Alfa ed omega, l’Italsider sarà la figura attorno alla quale cominceranno a orbitare tutte le vite prossime e meno prossime di questo racconto. Ma come per il sistema solare, quando viene meno un pianeta attorno a cui orbitavamo la nostra orbita cambia, si riorganizza. Così le esistenze di chi viveva intorno alla produzione dell’acciaio attraverso lo sfruttamento dei combustibili fossili si devono riorganizzare. La fatica di trovare un nuovo centro è comune sia alle persone che al pianeta. Il clima è l’unità di misura di questa difficoltà di ripensare il futuro. La famiglia crolla sotto il peso di questi cambiamenti, come tutti noi crolliamo sotto il peso del sistema capitalistico.
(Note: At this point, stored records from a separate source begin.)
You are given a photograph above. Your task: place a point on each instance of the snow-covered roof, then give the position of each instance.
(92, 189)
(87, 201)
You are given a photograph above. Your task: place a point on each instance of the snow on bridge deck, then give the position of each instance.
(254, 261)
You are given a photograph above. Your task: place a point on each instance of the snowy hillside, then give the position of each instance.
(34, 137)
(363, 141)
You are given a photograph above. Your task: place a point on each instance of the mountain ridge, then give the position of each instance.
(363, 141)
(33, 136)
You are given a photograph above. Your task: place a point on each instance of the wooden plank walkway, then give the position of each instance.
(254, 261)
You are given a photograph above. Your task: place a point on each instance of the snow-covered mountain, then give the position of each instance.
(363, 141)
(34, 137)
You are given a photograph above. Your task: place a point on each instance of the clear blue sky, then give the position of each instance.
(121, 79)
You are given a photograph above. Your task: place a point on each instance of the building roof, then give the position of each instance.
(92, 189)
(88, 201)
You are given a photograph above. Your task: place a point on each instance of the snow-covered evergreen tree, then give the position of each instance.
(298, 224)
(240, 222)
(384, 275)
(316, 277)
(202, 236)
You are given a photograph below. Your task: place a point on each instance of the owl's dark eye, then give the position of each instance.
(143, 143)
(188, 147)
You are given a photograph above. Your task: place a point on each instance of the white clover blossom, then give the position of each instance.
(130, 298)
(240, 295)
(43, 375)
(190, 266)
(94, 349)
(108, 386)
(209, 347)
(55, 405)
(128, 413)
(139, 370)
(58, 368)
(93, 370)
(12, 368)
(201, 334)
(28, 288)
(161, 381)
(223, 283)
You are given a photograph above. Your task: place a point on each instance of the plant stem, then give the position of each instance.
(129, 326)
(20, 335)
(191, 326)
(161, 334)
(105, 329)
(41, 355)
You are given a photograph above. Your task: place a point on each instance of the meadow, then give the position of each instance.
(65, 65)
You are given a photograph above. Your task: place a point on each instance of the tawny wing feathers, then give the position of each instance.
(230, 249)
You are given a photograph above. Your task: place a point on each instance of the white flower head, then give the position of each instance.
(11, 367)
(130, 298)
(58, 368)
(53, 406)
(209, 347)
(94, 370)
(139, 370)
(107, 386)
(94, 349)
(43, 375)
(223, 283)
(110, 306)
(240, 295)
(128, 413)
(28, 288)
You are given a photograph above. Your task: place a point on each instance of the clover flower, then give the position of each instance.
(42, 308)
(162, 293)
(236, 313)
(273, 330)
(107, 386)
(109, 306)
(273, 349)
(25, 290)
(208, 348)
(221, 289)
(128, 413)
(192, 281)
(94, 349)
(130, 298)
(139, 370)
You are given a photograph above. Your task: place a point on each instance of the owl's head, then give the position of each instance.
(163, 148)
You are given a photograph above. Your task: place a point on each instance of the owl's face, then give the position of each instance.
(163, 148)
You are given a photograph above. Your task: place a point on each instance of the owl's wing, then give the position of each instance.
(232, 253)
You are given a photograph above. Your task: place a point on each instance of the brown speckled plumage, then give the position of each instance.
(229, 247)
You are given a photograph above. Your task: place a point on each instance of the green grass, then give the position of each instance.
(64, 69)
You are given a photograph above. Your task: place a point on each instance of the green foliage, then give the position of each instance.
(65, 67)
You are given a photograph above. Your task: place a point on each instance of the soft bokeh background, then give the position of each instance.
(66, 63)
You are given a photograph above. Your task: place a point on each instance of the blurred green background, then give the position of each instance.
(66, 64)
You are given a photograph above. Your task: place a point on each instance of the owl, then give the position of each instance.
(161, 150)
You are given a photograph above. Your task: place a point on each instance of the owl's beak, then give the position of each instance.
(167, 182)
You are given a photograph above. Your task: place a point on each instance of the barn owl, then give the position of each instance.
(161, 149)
I genitori del protagonista, come molti loro contemporanei e come molti di noi venuti dopo, “sono stati cittadini modello del capitalismo, un sistema che prevede una sola risposta corretta alla domanda come stai, e cioè: stanco”. Su questa stanchezza si fona la difficoltà di cambiamento, la difficoltà di un cambio di paradigma mentale.
Il nostro pianeta, l’unico che abbiamo, va ripensato in termini di gioia e di benessere, perfettamente antitetici a quelli propugnati dal sistema produttivo imperante. Nel romanzo di Ferdinando Cotugno troviamo anche degli esempi virtuosi che in qualche modo indicano la strada. Si tratta di riempire dei vuoti, quelli lasciati dal capitale che non si preoccupa di sistemare la stanza quando è andato via. Così il paesaggio post-industriale di Napoli, da San Giovanni a Teduccio fino a Bagnoli ci racconta una storia di abbandono programmato. Si produce e si vive fino a che quel luogo è sfruttabile, dopodiché si va altrove, fino a che il pianeta poi finisce.
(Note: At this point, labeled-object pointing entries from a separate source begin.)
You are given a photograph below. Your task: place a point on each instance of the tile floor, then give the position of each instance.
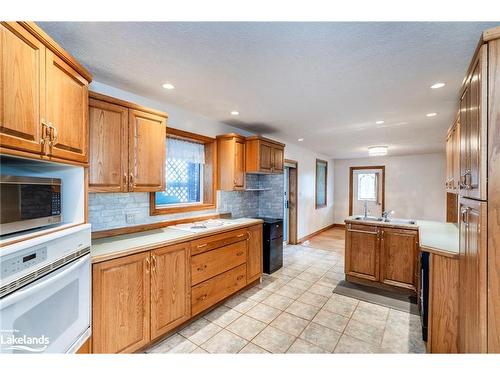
(295, 311)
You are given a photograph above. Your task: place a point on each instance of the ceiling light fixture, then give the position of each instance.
(438, 85)
(377, 150)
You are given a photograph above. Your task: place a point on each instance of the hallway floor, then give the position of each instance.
(295, 311)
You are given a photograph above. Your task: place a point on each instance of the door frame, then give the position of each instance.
(351, 173)
(293, 185)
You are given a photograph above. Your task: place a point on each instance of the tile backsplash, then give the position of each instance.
(116, 210)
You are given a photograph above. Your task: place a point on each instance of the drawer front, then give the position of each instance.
(218, 240)
(214, 262)
(217, 288)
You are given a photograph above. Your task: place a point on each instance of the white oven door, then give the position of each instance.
(48, 315)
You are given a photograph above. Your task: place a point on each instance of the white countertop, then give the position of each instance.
(126, 244)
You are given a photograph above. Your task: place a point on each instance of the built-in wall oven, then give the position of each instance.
(28, 202)
(45, 293)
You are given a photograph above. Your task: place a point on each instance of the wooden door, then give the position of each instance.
(254, 253)
(473, 278)
(170, 288)
(120, 304)
(362, 252)
(265, 157)
(22, 89)
(398, 257)
(108, 128)
(147, 143)
(278, 162)
(67, 110)
(239, 163)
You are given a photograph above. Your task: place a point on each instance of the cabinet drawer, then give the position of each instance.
(217, 261)
(218, 240)
(217, 288)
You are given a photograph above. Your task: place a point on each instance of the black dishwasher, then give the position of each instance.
(272, 243)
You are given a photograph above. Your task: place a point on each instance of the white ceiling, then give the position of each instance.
(325, 82)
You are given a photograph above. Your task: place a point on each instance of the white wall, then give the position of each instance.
(414, 185)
Tempo di ritorno è un libro in cui ci si mette all’ascolto delle storie personali e climatiche. Il nostro pianeta sta raccontando qualcosa che riguarda tutti, nei diversi capitoli lo vediamo attraverso le vite della famiglia dell’autore ma anche attraverso gli input che ci vengono dati con ampia documentazione. Dalle Isole Marshall agli operai del collettivo GKN c’è chi è già in ascolto da tempo e poi c’è chi fatica a sintonizzarsi su quelle frequenze.
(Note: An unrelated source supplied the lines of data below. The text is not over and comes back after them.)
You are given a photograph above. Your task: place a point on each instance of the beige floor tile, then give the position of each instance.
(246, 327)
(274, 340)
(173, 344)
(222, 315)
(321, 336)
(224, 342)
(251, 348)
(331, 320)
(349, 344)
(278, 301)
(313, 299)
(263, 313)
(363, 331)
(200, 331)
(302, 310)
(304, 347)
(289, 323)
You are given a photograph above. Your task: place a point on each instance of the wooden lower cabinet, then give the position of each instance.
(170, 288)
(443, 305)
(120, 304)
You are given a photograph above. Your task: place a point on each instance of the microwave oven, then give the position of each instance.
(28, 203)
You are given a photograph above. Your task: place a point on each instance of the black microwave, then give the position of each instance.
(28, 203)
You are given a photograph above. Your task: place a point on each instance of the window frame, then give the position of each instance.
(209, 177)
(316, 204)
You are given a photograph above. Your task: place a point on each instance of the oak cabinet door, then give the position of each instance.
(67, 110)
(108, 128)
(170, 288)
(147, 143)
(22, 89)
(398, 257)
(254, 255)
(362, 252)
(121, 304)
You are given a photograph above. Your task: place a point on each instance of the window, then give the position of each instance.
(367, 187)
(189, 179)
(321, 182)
L’impressione che si ha leggendo è di parole che esondano, di voglia incredibile di raccontare. Più che quello che ci è finito dentro viene da chiedersi quanto sia rimasto fuori a questo mare di emozioni, ricordi e connessioni riportate alla luce. Come se l’autore aspettasse da anni di aprire questo vaso di Pandora che attraversa la propria vicenda familiare e quella industriale e climatica del secondo novecento. Una forma di racconto ibrida che mescola, come già detto, saggio e narrativa, memoria e futuro. La linea cronologica attraverso la quale siamo abituati a leggere la storia non è valida per tutto, per i cambiamenti climatici, ad esempio, il tempo si rimodula. La lentezza del cambiamento non deve perciò essere vista come una sconfitta, ma come l’accettazione, in termini diversi da quelli a cui siamo abituati, di una possibile vittoria. La nostra storia personale è anche la storia dei luoghi che abitiamo, Tempo di ritorno non fa altro che raccontarci questo.